We’re almost down to our last dog
BY: KRISTIN WINN

Segunda Chansa (Second Chance) Oregon Animal Rescue has been partnering with shelters in Loreto to expand adoption opportunities for abandoned dogs. Loreto is a great little town about four hour’s drive north of here.

To date, they have sent no less than 229 dogs from Loreto to Portland, where they have all been successfully adopted.

Last year, more than 7,000 animals were transferred to the Oregon Humane Society, including pets who lost their homes during the Santa Barbara California wildfires and Hurricane Harvey in Texas.

In all, the Oregon Humane Society sucks up about 11,000 animals each year -- meaning most of the animals adopted from the Portland shelter didn’t originate there. About 98 percent of the animals do ultimately find homes. Two percent that are determined to be too aggressive or too sick -- and untreatable -- are euthanized, according to the organization.

Their partners in Loreto who sent them 229 dogs are Segunda Chansa, a private dog rescue, and Animalandia, a spay and neuter clinic (www.animalandiabcs.org).

Their shelter partners in Portland are Friends of Shelter Animals (www.ofosa.org), Pixie Project (www.pixieproject.org), and Family Dogs New Life (www.familydogsnewlife.org). Their transport partner is Rescue Express from Eugene, Oregon (www.rescueexpress.org).

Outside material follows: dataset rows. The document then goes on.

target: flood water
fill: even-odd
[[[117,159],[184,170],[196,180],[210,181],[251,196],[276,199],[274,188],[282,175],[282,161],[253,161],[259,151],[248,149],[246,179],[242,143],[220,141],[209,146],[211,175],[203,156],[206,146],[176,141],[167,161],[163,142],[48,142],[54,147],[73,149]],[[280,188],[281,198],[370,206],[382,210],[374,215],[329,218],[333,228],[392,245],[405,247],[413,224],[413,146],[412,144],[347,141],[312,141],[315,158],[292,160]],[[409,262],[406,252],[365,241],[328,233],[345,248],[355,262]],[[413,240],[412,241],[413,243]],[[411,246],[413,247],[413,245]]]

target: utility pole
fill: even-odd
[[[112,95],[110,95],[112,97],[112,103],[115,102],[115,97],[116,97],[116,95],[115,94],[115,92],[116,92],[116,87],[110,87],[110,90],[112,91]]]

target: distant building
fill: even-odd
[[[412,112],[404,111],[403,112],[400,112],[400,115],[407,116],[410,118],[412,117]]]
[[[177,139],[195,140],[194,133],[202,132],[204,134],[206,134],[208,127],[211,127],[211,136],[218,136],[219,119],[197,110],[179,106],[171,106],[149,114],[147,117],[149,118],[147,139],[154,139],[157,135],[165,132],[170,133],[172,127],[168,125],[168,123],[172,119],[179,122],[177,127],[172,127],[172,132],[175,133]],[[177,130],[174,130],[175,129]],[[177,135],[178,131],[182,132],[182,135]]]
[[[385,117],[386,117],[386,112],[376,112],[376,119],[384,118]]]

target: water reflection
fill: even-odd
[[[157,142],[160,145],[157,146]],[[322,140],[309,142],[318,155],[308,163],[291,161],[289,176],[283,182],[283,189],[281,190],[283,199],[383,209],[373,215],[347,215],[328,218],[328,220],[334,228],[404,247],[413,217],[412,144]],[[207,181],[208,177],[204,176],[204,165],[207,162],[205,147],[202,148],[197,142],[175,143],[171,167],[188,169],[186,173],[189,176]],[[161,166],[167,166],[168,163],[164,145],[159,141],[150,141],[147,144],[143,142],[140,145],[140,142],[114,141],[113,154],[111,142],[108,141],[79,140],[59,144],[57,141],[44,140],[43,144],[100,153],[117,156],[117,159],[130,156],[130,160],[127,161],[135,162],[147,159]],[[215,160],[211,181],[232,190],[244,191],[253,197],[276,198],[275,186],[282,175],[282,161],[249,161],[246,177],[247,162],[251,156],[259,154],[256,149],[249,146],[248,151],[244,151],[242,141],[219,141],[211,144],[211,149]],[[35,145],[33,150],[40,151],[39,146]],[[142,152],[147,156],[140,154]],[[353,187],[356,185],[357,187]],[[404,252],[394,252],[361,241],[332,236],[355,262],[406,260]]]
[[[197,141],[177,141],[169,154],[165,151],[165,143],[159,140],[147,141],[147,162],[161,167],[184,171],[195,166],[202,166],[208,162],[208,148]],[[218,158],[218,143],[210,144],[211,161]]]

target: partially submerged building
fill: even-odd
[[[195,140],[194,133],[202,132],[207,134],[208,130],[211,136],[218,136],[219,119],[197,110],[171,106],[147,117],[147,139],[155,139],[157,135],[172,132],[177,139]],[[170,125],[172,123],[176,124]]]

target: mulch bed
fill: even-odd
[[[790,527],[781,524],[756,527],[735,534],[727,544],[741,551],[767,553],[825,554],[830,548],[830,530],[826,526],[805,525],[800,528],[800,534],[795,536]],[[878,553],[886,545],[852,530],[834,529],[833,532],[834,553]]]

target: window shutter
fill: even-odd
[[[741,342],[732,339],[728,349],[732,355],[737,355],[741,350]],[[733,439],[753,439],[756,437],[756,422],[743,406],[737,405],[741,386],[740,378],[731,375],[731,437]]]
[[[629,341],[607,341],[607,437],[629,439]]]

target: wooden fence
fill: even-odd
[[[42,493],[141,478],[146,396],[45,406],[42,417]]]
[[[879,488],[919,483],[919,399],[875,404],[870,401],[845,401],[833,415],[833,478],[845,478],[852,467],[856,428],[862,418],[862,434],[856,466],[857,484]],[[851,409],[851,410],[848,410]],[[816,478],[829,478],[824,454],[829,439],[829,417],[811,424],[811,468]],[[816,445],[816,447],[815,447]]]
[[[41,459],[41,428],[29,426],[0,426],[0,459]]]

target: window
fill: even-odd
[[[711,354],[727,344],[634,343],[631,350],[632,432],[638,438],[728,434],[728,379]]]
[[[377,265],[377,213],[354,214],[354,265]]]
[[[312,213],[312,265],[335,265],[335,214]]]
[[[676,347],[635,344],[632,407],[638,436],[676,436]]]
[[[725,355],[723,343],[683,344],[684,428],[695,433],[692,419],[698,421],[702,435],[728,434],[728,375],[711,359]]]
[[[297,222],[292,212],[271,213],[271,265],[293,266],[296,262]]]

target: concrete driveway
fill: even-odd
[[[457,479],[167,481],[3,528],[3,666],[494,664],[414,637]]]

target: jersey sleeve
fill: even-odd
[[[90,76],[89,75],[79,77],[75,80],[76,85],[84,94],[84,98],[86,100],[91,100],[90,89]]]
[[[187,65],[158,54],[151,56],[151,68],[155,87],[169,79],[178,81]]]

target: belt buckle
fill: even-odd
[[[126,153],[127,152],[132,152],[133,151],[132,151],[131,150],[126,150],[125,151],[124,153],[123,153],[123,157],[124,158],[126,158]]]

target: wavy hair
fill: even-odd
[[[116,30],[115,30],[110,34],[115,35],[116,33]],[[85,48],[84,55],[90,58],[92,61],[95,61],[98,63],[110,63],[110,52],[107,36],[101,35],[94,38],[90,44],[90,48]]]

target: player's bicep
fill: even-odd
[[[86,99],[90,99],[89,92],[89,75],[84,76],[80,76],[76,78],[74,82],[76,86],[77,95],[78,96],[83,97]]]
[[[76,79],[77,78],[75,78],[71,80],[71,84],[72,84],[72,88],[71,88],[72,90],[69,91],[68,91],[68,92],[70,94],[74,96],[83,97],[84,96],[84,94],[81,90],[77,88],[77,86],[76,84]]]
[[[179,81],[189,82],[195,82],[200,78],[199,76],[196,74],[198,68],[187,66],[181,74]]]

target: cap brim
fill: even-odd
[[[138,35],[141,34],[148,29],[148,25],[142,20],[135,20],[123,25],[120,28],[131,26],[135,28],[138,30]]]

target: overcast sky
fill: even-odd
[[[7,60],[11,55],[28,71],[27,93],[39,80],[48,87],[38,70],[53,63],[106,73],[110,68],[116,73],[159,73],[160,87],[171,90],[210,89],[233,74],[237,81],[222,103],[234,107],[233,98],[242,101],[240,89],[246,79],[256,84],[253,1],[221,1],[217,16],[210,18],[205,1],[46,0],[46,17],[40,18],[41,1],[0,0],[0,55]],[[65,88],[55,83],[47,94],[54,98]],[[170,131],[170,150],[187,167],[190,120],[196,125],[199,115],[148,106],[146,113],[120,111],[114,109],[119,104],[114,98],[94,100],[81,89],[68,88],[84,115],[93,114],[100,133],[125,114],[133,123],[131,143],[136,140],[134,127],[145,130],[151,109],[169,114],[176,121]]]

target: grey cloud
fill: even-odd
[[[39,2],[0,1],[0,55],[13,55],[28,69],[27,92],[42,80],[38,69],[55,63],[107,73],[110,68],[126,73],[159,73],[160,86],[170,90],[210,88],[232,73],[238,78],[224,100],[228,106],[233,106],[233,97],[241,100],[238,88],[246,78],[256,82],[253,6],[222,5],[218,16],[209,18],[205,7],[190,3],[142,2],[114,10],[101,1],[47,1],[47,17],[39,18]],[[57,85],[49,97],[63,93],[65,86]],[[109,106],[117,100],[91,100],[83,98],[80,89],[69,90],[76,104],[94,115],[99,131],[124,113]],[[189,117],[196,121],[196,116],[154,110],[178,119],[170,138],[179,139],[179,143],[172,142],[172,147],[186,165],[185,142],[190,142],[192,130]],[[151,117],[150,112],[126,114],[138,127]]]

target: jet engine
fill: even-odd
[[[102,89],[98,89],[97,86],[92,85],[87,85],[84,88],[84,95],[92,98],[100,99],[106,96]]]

SOAR is also involved. (Stray & Orphaned Animal Rescue) and is funded 100% by donations and managed by volunteers. Supporters foster dogs, provide car and air transport, and donate food and money for such needs as spaying, neutering, immunizations, and medical care. 

As a “muchas gracias” to their Oregon partners, SOAR donates $50 per dog to Rescue Express for the bus trip and $100 per dog to the receiving shelter.

Let’s follow one of the Loreto dogs as she goes from Loreto to Portland:

Meet Susie Q.

Susie Q., a seven year old female Chihuahua, was literally dumped at Animalandia the spay and neuter clinic in the town of Loreto.  Families who can no longer care for a dog often toss the animals over the fence during the night.

Every morning, volunteers arrive at the clinic to see what’s been pitched at them the night before, and to feed the resident dogs and cats.  The new overnight arrivals are isolated and given immunizations, as well as flea, tick and worm treatments.  Gradually, they become part of the pack as the search begins for a new home. 

Susie Q. was spayed by volunteer vets from the U.S. and fostered by a volunteer at Animalandia.

The owner of the local shelter took Susie Q. under his wings on the car trip to the border, when he packed her and five other dogs into his car. (That must be quite a sight at the rest stops, and where do you find a hotel with a family like that?)

Rescue Express picked up Susie Q. and the other dogs one morning in San Fernando, just north of Los Angeles.  She was loaded in a crate with her handmade donated blanket and a non tip over water bowl and she rode non-stop to her drop-off location in Portland, Oregon 15 hours north.  Volunteers met the bus in the pre-dawn hours at the PetSmart parking lot.

That same morning, Susie Q. and her five bus-mates were dropped off at Family Dogs New Life Shelter in South East Portland. Susie Q.’s photograph and profile were posted on the Family Dogs New Life website on May 18 and she found her forever home in Portland on May 22. That’s better than match.com does.

The Loreto dogs are socialized to be gentle, loyal, calm and loving.  They are adopted quickly and are beloved by their new owners.  It is amazing to see the dogs, who have been living on the streets of Mexico, easily become accustomed to the good life in Portland. Spanish to English is easy for them, as no! means no! in both languages. They learn the rules and how far they can push them, quickly.

For animals that have not received a lot of love or care, it is a new beginning, with plenty of food, toys, a soft place to sleep, and plenty of walks. The rain and the snow? They take it better than most of you would. That’s just a nice indoor nap day for them.